Aphasia can be diagnosed by your doctor or a speech-language pathologist (SLP). An SLP can do speech and language testing based on your symptoms. However, only a doctor can do medical testing to determine the underlying cause.

If you’ve had a stroke or brain injury, a brain scan may determine the location and severity of the injury. The brain scan will show if damage has occurred in the language centers of the brain. This information, combined with your symptoms, will allow a doctor to diagnose aphasia.

Immediately after a stroke, your medical team will be most concerned about making sure you are medically stable and physically able to be discharged. You might not receive very much information about aphasia right after your stroke. However, you should receive a referral to a speech-language pathologist (SLP). If you believe you have aphasia but did not receive a referral to an SLP, ask your doctor if you can see one.

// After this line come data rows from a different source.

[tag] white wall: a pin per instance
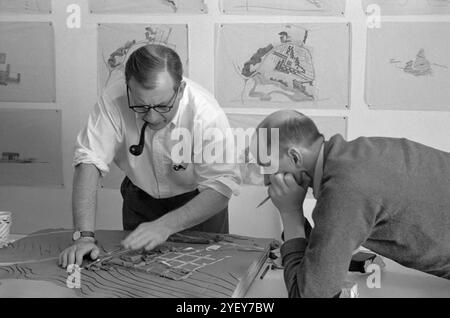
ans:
(76, 65)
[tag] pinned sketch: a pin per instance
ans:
(409, 7)
(250, 172)
(181, 267)
(27, 75)
(115, 41)
(283, 66)
(147, 6)
(30, 147)
(420, 66)
(410, 64)
(25, 6)
(283, 7)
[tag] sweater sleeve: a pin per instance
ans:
(318, 267)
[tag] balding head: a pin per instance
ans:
(294, 128)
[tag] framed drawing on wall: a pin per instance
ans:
(408, 66)
(27, 75)
(283, 65)
(147, 6)
(26, 6)
(250, 172)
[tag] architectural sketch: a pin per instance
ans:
(221, 266)
(147, 6)
(27, 75)
(280, 66)
(25, 6)
(6, 76)
(14, 157)
(410, 64)
(409, 7)
(30, 147)
(288, 65)
(116, 41)
(420, 66)
(298, 7)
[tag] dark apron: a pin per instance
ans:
(139, 207)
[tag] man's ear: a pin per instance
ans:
(296, 157)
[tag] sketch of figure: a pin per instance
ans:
(439, 3)
(5, 73)
(152, 35)
(420, 66)
(285, 68)
(24, 5)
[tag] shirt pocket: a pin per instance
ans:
(182, 173)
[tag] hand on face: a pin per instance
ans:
(147, 235)
(286, 193)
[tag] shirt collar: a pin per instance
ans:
(318, 173)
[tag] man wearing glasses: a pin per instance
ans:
(160, 196)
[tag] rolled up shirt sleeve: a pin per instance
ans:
(98, 141)
(217, 171)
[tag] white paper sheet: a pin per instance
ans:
(283, 66)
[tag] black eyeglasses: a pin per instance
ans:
(157, 108)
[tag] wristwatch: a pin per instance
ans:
(79, 234)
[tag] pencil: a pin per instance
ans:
(265, 272)
(264, 201)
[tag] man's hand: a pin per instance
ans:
(147, 235)
(75, 253)
(286, 194)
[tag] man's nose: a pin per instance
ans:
(267, 180)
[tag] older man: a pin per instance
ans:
(133, 124)
(389, 195)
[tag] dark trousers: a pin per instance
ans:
(139, 207)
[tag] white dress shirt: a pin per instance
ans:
(112, 128)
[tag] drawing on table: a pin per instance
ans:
(405, 7)
(6, 76)
(132, 37)
(420, 66)
(27, 75)
(299, 7)
(25, 6)
(166, 261)
(14, 157)
(410, 64)
(280, 66)
(147, 6)
(223, 268)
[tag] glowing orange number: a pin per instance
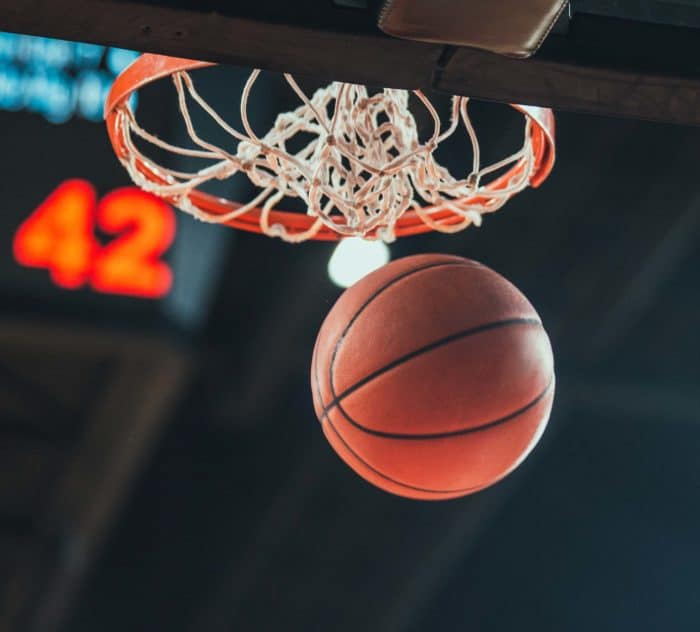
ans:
(60, 237)
(131, 263)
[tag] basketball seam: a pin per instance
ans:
(372, 297)
(425, 490)
(452, 433)
(472, 331)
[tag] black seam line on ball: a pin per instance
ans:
(452, 433)
(464, 490)
(472, 331)
(377, 292)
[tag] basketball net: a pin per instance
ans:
(361, 168)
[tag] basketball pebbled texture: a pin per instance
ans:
(432, 377)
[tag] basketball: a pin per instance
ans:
(432, 377)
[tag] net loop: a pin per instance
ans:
(363, 172)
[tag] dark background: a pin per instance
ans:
(240, 516)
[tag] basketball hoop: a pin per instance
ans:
(365, 173)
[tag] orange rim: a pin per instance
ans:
(149, 68)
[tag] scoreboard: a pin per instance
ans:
(77, 239)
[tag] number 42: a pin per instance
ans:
(60, 236)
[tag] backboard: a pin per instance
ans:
(627, 59)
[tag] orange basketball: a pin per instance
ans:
(433, 377)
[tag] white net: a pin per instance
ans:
(362, 168)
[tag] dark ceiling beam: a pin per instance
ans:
(670, 93)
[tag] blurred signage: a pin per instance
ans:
(57, 79)
(113, 245)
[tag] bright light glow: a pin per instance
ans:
(354, 258)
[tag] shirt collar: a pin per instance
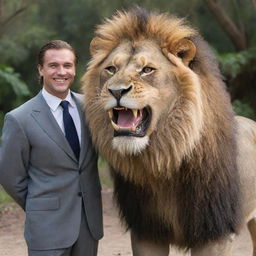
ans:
(54, 102)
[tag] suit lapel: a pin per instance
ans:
(43, 116)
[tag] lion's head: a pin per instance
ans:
(138, 103)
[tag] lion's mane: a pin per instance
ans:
(184, 187)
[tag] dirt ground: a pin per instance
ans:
(115, 242)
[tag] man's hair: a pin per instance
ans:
(56, 45)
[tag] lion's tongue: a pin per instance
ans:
(127, 119)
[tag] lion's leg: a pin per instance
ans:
(252, 228)
(148, 248)
(223, 248)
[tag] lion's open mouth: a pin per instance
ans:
(130, 122)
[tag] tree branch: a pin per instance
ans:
(237, 36)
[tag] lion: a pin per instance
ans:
(183, 165)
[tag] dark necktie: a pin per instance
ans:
(70, 129)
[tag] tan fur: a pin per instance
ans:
(191, 112)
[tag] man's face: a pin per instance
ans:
(58, 71)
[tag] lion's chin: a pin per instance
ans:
(127, 145)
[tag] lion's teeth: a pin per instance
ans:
(116, 127)
(110, 114)
(135, 112)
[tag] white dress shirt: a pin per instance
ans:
(57, 111)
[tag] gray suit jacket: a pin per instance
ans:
(40, 171)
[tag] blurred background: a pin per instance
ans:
(229, 26)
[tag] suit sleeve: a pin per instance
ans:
(14, 159)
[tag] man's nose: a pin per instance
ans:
(61, 71)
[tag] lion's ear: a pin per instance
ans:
(184, 49)
(94, 46)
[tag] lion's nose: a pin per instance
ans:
(119, 93)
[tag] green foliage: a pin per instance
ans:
(243, 109)
(11, 88)
(9, 78)
(232, 64)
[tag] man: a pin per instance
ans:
(48, 164)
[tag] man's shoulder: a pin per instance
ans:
(24, 108)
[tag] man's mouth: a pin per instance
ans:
(130, 122)
(60, 80)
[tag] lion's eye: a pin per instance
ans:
(147, 70)
(111, 70)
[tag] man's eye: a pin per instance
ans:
(147, 70)
(111, 70)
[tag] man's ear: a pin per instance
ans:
(184, 49)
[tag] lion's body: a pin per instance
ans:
(179, 162)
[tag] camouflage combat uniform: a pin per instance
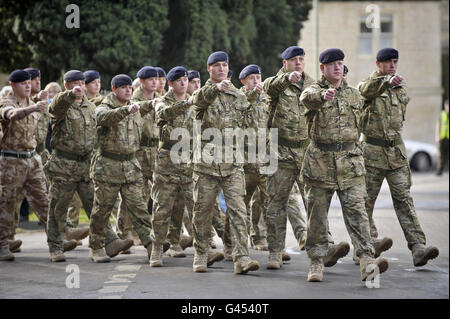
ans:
(287, 114)
(219, 110)
(21, 174)
(146, 156)
(334, 163)
(172, 186)
(384, 151)
(73, 140)
(115, 169)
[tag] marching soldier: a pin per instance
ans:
(386, 99)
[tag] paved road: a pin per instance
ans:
(32, 275)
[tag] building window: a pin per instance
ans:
(378, 38)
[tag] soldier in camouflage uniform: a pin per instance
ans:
(220, 107)
(148, 77)
(386, 99)
(334, 163)
(20, 166)
(115, 167)
(287, 114)
(161, 90)
(172, 189)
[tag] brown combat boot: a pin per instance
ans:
(369, 265)
(78, 233)
(244, 264)
(14, 245)
(69, 245)
(214, 256)
(57, 256)
(316, 267)
(335, 252)
(5, 254)
(118, 245)
(275, 260)
(381, 245)
(99, 255)
(186, 241)
(422, 254)
(156, 256)
(285, 256)
(200, 262)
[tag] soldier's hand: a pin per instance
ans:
(77, 91)
(41, 106)
(329, 94)
(133, 108)
(295, 76)
(155, 101)
(258, 88)
(43, 95)
(224, 85)
(396, 80)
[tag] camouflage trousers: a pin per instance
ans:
(124, 225)
(206, 190)
(105, 195)
(399, 181)
(170, 197)
(279, 187)
(352, 200)
(17, 177)
(255, 181)
(61, 195)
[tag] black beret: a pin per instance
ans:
(176, 72)
(331, 55)
(120, 80)
(19, 76)
(147, 72)
(34, 73)
(291, 52)
(161, 72)
(387, 54)
(91, 75)
(249, 69)
(192, 74)
(218, 56)
(73, 75)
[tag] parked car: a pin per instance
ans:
(422, 156)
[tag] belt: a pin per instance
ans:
(71, 156)
(40, 148)
(145, 141)
(117, 157)
(285, 142)
(336, 147)
(381, 142)
(15, 154)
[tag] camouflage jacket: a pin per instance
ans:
(172, 114)
(222, 111)
(384, 114)
(334, 122)
(18, 135)
(73, 124)
(118, 133)
(255, 117)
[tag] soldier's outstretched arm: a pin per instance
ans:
(170, 112)
(373, 87)
(108, 117)
(203, 97)
(61, 103)
(312, 97)
(275, 85)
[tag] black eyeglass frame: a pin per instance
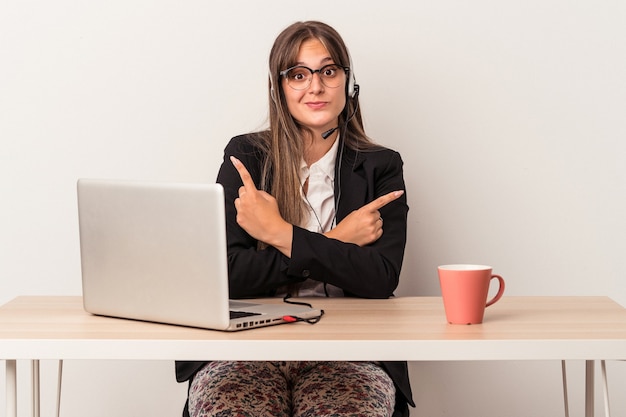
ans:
(284, 73)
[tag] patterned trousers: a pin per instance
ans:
(291, 389)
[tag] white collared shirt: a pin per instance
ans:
(320, 200)
(320, 195)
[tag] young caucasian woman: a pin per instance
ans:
(313, 208)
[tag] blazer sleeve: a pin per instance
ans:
(372, 271)
(252, 272)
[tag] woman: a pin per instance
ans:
(306, 202)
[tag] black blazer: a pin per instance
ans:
(371, 271)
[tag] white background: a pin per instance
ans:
(510, 117)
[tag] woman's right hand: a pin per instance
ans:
(363, 226)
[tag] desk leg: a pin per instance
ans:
(11, 377)
(35, 388)
(589, 388)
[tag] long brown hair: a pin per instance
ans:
(282, 143)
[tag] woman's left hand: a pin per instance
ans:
(258, 214)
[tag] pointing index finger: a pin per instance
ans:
(383, 200)
(248, 183)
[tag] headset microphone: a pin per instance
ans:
(329, 132)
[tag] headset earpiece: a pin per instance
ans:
(272, 92)
(353, 87)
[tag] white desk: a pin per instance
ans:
(404, 328)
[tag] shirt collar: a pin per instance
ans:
(325, 164)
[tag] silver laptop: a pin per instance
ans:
(157, 252)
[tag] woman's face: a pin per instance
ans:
(317, 106)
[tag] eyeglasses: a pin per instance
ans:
(299, 77)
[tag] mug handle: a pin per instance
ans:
(500, 290)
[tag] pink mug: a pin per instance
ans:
(464, 289)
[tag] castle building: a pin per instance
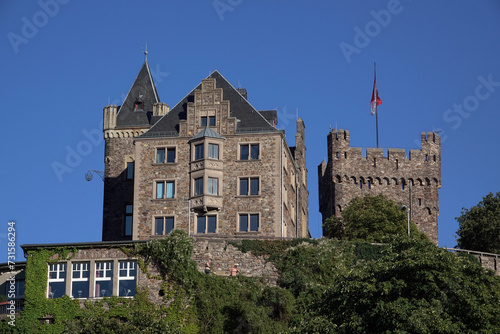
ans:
(212, 165)
(412, 180)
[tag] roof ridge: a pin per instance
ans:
(242, 97)
(135, 80)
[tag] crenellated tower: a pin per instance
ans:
(411, 179)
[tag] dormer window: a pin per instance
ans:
(207, 120)
(139, 106)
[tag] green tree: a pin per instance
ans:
(479, 227)
(370, 218)
(415, 287)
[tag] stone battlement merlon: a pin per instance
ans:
(339, 147)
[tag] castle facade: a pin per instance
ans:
(212, 165)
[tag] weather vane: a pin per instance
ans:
(145, 51)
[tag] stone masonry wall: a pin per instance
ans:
(147, 207)
(118, 190)
(413, 181)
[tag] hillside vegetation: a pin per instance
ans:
(325, 286)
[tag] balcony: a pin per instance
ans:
(206, 202)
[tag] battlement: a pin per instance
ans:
(160, 109)
(411, 177)
(339, 147)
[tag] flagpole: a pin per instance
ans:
(376, 104)
(376, 120)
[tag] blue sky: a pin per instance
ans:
(63, 61)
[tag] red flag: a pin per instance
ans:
(375, 97)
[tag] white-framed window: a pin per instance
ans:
(164, 225)
(213, 185)
(165, 189)
(199, 151)
(249, 222)
(57, 280)
(165, 155)
(103, 279)
(206, 224)
(213, 151)
(127, 278)
(80, 275)
(198, 186)
(249, 186)
(129, 210)
(249, 151)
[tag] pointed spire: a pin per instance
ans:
(145, 51)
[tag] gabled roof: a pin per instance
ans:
(207, 132)
(250, 120)
(143, 89)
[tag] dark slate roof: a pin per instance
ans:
(270, 115)
(207, 132)
(251, 120)
(143, 89)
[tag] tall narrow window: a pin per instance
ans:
(164, 225)
(127, 277)
(249, 151)
(198, 186)
(206, 224)
(130, 170)
(80, 280)
(213, 151)
(165, 155)
(213, 186)
(198, 152)
(160, 155)
(249, 222)
(249, 186)
(171, 155)
(128, 219)
(165, 189)
(57, 280)
(103, 279)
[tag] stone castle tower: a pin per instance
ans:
(212, 165)
(412, 180)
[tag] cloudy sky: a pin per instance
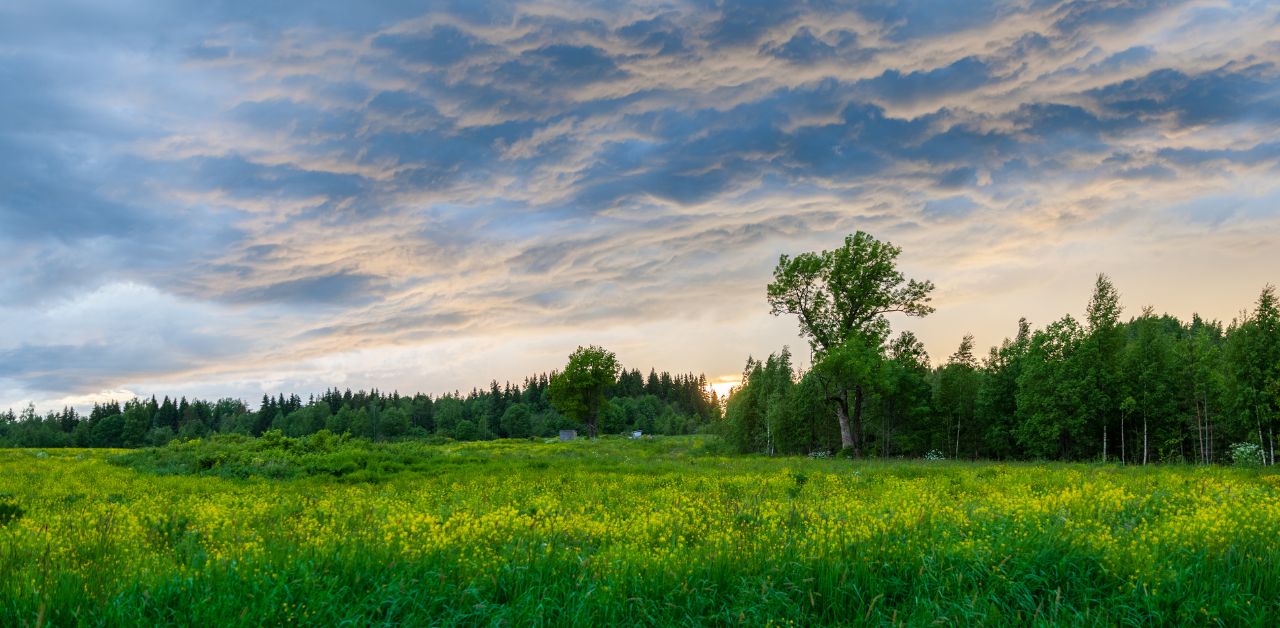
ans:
(227, 197)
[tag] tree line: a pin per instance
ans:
(658, 403)
(1151, 388)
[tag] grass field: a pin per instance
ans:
(666, 531)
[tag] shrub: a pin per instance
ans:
(9, 513)
(1246, 454)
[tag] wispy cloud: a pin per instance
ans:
(245, 195)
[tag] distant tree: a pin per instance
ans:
(1100, 356)
(579, 390)
(517, 421)
(956, 395)
(1050, 409)
(841, 298)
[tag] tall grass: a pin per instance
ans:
(627, 532)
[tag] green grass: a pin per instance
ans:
(663, 531)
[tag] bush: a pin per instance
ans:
(1246, 454)
(9, 513)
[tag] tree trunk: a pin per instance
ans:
(858, 421)
(1262, 444)
(1121, 440)
(956, 457)
(1144, 441)
(1200, 432)
(846, 434)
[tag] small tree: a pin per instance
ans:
(579, 390)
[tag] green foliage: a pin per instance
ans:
(845, 292)
(841, 298)
(579, 392)
(9, 512)
(448, 537)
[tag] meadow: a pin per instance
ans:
(656, 531)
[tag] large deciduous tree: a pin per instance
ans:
(841, 298)
(579, 392)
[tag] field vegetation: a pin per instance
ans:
(662, 531)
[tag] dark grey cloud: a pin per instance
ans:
(963, 74)
(1211, 97)
(443, 45)
(341, 288)
(402, 172)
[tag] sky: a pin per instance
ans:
(228, 198)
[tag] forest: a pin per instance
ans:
(1147, 389)
(1144, 389)
(661, 403)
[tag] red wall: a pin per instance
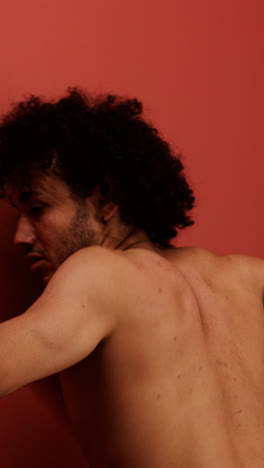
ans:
(198, 68)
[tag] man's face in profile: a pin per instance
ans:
(51, 224)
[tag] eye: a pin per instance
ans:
(36, 210)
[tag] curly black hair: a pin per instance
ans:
(102, 142)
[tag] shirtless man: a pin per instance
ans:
(160, 350)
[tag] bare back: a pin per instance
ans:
(180, 382)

The SLP will conduct speech and language testing and give you more information about what type of aphasia you have. The SLP will test the different areas of language: speaking, understanding, reading and writing. The SLP will be able to determine what your strengths and weaknesses are. This information helps the SLP choose therapy techniques to help you improve.

If you don’t think you have had a stroke or traumatic brain injury but experience symptoms that sound like aphasia, you should tell your doctor. Your doctor can order medical tests and also refer you to an SLP. Your family doctor, might refer you to a neurologist for more specialized care. Medical tests can confirm the diagnosis and provide additional information. There are other medical conditions that can lead to symptoms similar to those of aphasia, so determining the underlying cause is important.